RWKV-Runner
A RWKV management and startup tool, full automation, only 8MB. And provides an interface compatible with the OpenAI API. RWKV is a large language model that is fully open source and available for commercial use.
Stars: 5701

RWKV Runner is a project designed to simplify the usage of large language models by automating various processes. It provides a lightweight executable program and is compatible with the OpenAI API. Users can deploy the backend on a server and use the program as a client.
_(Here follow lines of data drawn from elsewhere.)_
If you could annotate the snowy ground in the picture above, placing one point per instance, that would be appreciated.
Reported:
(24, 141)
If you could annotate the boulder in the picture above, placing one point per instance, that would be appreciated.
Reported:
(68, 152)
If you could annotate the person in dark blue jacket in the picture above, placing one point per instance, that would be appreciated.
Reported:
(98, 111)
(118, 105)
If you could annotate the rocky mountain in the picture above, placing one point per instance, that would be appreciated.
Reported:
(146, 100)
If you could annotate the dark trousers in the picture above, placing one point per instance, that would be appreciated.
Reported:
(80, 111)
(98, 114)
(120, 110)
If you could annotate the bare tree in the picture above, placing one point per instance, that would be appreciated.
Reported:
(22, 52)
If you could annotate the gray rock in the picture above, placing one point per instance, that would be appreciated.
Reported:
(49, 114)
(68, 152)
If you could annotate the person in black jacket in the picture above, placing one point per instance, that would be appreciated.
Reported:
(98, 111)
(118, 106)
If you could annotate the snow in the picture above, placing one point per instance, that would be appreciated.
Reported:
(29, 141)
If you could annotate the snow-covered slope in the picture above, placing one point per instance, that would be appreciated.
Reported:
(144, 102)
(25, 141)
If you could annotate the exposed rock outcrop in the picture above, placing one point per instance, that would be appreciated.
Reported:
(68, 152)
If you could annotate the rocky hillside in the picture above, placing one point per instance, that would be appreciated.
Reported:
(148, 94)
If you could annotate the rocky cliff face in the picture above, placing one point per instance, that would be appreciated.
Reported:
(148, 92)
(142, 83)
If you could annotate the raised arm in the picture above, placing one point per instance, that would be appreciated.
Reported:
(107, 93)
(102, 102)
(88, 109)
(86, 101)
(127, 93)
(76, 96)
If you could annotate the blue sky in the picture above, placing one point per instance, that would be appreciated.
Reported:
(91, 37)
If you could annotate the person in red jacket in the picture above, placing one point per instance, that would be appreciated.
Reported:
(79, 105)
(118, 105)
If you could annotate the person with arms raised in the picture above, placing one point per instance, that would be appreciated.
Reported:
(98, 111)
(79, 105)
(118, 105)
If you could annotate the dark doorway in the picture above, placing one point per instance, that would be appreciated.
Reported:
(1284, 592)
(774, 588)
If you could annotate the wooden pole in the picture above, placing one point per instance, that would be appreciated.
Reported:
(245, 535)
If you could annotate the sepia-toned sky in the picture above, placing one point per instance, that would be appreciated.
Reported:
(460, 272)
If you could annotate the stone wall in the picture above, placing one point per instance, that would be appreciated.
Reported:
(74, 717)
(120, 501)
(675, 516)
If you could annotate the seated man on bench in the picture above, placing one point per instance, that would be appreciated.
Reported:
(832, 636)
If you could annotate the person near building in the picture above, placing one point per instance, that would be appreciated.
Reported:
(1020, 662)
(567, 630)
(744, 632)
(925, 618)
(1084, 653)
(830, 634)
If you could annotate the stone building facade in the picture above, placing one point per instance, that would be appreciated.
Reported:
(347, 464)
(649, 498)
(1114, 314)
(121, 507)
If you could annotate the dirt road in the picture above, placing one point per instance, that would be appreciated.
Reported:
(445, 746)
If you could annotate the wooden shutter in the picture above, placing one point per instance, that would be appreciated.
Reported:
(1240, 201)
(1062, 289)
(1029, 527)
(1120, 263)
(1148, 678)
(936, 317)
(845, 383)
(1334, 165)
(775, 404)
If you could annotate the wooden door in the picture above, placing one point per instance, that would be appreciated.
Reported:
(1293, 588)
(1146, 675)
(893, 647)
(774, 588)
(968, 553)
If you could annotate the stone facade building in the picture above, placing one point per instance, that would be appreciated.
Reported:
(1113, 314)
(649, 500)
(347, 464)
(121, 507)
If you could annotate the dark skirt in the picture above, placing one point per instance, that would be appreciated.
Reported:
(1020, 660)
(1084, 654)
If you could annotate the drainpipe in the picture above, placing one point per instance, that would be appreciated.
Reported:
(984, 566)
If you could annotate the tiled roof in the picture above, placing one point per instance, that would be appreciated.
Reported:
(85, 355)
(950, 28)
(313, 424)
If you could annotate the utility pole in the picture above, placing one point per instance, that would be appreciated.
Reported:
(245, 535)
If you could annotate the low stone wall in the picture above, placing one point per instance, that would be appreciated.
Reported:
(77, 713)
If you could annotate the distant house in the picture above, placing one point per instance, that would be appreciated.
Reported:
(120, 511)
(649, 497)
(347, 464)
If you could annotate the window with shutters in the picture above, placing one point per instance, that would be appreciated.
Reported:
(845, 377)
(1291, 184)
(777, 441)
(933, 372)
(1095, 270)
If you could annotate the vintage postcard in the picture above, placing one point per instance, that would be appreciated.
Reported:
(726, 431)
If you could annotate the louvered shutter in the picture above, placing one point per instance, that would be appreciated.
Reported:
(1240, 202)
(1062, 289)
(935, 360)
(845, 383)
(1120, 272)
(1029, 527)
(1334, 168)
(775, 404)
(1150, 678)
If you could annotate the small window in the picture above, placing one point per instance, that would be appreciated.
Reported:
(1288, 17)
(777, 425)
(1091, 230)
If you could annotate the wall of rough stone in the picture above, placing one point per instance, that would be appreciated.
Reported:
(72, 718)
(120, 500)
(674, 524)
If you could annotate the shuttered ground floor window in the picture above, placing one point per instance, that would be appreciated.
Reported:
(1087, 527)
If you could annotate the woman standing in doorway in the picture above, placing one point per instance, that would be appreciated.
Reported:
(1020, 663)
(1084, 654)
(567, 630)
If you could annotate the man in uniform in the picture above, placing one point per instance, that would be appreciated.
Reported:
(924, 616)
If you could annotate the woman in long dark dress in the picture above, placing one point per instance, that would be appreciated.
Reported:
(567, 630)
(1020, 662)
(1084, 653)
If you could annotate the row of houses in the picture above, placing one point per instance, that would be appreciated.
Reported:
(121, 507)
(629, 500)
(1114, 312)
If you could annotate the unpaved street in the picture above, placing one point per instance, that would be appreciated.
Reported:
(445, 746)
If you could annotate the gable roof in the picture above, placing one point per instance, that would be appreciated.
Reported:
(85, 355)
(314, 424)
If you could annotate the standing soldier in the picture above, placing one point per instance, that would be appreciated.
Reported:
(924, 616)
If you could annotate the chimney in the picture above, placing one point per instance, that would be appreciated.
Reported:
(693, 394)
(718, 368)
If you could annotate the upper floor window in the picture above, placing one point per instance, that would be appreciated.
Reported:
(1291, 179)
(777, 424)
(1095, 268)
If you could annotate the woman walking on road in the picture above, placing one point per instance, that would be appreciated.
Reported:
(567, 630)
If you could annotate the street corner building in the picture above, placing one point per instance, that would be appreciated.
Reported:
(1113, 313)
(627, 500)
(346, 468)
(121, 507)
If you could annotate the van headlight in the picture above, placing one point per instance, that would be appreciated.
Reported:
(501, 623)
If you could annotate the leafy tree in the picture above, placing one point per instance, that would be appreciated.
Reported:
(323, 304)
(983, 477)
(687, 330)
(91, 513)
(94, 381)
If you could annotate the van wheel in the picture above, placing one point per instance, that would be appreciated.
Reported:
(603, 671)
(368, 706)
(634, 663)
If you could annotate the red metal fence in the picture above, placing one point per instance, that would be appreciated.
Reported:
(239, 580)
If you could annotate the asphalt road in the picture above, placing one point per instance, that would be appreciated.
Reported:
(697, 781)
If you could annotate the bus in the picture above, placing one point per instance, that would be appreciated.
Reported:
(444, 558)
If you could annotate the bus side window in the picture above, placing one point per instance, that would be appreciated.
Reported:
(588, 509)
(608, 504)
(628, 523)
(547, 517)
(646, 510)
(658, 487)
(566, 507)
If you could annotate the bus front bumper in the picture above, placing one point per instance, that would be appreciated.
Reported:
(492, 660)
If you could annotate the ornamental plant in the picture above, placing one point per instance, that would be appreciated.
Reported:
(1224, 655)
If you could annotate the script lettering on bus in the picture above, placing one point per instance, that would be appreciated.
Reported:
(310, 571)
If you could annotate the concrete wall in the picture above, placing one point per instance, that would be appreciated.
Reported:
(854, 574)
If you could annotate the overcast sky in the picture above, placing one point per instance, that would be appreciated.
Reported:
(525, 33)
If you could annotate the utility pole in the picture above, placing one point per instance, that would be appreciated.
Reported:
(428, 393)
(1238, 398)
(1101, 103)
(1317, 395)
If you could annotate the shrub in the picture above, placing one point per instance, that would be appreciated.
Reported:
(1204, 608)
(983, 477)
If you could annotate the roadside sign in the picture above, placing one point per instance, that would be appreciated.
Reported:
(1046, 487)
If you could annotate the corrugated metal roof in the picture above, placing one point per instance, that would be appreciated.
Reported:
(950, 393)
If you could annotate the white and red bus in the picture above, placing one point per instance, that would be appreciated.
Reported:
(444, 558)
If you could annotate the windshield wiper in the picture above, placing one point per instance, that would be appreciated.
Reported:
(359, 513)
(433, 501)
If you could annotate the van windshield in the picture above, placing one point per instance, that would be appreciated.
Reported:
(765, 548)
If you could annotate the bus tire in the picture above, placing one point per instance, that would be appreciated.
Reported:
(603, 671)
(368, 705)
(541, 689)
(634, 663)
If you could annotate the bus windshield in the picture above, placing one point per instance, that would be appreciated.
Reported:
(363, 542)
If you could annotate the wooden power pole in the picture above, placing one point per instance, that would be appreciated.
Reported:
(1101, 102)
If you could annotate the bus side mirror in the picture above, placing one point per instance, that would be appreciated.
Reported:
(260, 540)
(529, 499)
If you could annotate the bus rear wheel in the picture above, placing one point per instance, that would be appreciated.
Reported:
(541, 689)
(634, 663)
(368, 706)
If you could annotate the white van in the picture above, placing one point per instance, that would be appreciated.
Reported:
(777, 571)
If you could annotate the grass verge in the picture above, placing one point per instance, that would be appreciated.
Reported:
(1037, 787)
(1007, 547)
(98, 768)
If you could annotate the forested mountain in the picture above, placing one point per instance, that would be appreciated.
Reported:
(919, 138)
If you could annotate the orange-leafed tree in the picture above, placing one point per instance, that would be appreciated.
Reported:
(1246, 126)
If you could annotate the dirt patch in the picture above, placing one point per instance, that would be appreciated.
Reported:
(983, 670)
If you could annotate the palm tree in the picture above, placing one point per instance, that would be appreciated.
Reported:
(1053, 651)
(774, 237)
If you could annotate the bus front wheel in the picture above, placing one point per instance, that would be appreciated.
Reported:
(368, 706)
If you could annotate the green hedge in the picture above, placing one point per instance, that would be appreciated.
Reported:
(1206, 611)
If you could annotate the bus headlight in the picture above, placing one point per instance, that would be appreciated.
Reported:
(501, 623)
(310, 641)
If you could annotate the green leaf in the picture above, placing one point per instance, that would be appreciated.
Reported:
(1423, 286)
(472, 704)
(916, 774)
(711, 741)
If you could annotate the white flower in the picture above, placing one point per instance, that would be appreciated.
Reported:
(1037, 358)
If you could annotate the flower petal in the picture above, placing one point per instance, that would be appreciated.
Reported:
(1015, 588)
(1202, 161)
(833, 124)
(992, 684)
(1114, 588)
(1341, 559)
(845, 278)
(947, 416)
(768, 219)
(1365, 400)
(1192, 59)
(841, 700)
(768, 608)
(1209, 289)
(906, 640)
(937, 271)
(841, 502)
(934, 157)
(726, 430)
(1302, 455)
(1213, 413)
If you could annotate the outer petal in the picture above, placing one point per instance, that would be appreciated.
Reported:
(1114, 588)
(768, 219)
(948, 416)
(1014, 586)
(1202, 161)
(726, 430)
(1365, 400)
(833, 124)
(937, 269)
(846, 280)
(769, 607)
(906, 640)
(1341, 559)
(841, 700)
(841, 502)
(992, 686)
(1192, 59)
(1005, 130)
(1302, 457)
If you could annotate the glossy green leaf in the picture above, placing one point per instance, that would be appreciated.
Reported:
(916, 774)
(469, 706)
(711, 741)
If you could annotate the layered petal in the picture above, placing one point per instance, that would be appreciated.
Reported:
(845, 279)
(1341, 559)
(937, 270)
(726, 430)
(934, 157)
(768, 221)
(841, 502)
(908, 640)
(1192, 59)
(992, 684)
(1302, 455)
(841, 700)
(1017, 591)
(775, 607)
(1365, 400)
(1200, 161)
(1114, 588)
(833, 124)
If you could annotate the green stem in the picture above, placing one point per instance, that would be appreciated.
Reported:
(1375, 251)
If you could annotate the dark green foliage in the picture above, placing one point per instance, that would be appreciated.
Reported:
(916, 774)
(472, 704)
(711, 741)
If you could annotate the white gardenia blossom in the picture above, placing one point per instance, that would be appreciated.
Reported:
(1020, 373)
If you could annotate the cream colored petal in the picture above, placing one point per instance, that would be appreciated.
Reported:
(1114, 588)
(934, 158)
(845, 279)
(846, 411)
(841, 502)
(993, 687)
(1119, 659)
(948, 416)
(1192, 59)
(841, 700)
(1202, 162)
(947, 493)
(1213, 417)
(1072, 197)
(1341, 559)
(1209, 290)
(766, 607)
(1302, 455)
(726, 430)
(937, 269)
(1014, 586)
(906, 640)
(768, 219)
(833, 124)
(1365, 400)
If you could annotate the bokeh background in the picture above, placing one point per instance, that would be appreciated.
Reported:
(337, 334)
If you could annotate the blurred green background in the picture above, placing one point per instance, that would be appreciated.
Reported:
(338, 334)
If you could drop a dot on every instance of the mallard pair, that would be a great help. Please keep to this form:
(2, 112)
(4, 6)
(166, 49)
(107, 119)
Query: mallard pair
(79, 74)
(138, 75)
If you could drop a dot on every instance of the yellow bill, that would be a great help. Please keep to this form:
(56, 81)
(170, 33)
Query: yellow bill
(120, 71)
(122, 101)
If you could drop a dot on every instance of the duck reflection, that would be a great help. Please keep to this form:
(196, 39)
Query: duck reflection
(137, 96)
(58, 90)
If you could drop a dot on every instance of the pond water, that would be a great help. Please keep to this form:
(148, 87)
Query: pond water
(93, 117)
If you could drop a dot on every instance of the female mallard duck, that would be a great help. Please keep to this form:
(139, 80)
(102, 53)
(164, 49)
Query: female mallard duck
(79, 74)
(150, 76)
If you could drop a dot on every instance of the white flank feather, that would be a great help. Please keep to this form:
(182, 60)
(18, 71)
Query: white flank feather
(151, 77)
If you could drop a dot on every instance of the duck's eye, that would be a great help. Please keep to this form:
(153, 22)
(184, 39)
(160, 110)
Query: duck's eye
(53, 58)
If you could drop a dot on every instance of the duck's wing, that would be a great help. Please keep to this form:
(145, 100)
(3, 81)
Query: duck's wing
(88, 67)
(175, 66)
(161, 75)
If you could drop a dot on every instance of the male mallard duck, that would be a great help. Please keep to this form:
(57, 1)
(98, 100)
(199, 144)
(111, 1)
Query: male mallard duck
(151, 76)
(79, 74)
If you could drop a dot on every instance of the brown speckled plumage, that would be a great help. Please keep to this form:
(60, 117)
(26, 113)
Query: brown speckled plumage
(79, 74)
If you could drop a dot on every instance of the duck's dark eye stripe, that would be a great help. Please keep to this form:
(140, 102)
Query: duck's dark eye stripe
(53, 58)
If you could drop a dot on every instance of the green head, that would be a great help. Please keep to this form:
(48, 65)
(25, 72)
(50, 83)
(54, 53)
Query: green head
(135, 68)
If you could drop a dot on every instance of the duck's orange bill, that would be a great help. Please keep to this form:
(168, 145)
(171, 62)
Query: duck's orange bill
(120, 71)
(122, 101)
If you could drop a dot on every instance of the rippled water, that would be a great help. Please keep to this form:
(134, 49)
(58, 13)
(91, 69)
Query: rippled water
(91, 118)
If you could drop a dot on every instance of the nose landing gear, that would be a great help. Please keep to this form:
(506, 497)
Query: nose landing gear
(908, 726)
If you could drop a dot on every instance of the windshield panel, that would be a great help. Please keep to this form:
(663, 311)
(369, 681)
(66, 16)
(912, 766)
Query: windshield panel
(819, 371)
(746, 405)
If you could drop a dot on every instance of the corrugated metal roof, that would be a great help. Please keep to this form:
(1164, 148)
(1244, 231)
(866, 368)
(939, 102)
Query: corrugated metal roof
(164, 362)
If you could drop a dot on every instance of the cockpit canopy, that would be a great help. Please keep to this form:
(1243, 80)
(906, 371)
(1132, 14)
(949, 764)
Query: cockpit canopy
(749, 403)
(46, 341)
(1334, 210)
The project offers features like model management, VRAM configurations, user-friendly chat interface, WebUI option, parameter configuration, model conversion tool, download management, LoRA Finetune, and multilingual localization. It can be used for various tasks such as chat, completion, composition, and model inspection.
README:
This project aims to eliminate the barriers of using large language models by automating everything for you. All you need is a lightweight executable program of just a few megabytes. Additionally, this project provides an interface compatible with the OpenAI API, which means that every ChatGPT client is an RWKV client.
FAQs | Preview | Download | Simple Deploy Example | Server Deploy Examples | MIDI Hardware Input
-
You can deploy backend-python on a server and use this program as a client only. Fill in your server address in the Settings
API URL
. -
If you are deploying and providing public services, please limit the request size through API gateway to prevent excessive resource usage caused by submitting overly long prompts. Additionally, please restrict the upper limit of requests' max_tokens based on your actual situation: https://github.com/josStorer/RWKV-Runner/blob/master/backend-python/utils/rwkv.py#L567, the default is set as le=102400, which may result in significant resource consumption for individual responses in extreme cases.
-
Default configs has enabled custom CUDA kernel acceleration, which is much faster and consumes much less VRAM. If you encounter possible compatibility issues (output garbled), go to the Configs page and turn off
Use Custom CUDA kernel to Accelerate
, or try to upgrade your gpu driver. -
If Windows Defender claims this is a virus, you can try downloading v1.3.7_win.zip and letting it update automatically to the latest version, or add it to the trusted list (
Windows Security
->Virus & threat protection
->Manage settings
->Exclusions
->Add or remove exclusions
->Add an exclusion
->Folder
->RWKV-Runner
). -
For different tasks, adjusting API parameters can achieve better results. For example, for translation tasks, you can try setting Temperature to 1 and Top_P to 0.3.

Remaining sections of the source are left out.